Rates of chromosomal replication supported by gyrase and topo IV. acrA dnaC2 cells were synchronized, and the position of the replication forks was determined by using hybridization to a genomic microarray as shown in Fig. 3. The plots show the average distance of the two forks relative to their respective positions at the time of novobiocin addition (time 0). Thirty minutes after the shift to 30°C to restart replication, novobiocin was added to 0 (○), 2 (□), 5 (Δ), 10 (┌), 50 (●), or 500 (▪) μg/ml. The times plotted are after addition of drug. The initial slopes (between 0 and 20 min) of the curves are: 0 drug, 45 kb/min; 2 μg/ml novobiocin, 35 kb/min; 5 and 10 μg/ml, 13.5 kb/min; 50 μg/ml, 5.1 kb/min; and 500 μg/ml, 0 kb/min.

Figure 5

Topo IV efficiently relaxes positively supercoiled DNA in vivo. (A) pBR322 DNA was isolated from an E. coli ΔacrAparE10 strain after addition of 5 μg/ml novobiocin (Nov). Novobiocin was added at time 0, and cultures were either kept at 30°C (lanes 1–4) or shifted to 42°C (lanes 5–8).
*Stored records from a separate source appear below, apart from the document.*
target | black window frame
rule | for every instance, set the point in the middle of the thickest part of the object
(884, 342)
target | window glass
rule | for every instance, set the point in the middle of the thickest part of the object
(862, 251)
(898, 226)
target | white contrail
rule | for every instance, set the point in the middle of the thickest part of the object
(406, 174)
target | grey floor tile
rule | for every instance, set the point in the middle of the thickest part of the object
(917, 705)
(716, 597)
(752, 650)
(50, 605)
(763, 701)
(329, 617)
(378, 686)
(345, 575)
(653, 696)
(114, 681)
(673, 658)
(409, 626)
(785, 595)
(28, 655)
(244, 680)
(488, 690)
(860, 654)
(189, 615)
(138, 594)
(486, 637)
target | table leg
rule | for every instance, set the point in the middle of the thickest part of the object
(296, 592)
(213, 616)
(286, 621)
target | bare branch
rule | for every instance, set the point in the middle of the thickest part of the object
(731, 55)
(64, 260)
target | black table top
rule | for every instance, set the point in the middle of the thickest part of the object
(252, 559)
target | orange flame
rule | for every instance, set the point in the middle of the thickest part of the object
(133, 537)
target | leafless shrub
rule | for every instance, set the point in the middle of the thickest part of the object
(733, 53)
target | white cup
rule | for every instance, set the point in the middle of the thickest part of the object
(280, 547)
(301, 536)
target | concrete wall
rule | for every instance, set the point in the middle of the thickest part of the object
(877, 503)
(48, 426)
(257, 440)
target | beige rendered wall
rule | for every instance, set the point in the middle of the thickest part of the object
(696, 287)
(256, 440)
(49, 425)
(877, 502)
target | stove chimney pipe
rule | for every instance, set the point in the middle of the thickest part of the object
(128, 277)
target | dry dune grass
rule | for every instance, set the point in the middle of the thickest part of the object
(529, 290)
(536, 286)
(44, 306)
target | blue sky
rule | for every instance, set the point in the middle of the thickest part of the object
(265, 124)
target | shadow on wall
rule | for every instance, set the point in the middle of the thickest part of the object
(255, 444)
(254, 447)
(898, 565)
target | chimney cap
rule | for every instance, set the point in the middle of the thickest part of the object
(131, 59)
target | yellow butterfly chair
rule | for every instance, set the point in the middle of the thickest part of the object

DNA was resolved on a 1% TAE gel with 10 μg/ml chloroquine. The positions of (−) supercoiled, [(−) sc], and (+) supercoiled, [(+) sc] topoisomers are shown. (B) pBR322 DNA was isolated from parC⁺ (Left) and parC^r norfloxacin-resistant (Right) E. coli strains that had been treated with 100 μg/ml norfloxacin. The DNA was analyzed by two-dimensional agarose gel electrophoresis. The first dimension (1D) was a 1% TAE agarose gel without chloroquine, and the second dimension (2D) contained 10 μg/ml chloroquine. Reference plasmid DNA relaxed in vitro by calf thymus topoisomerase I is shown (Lower). The positions of (+) and (−) topoisomers are shown.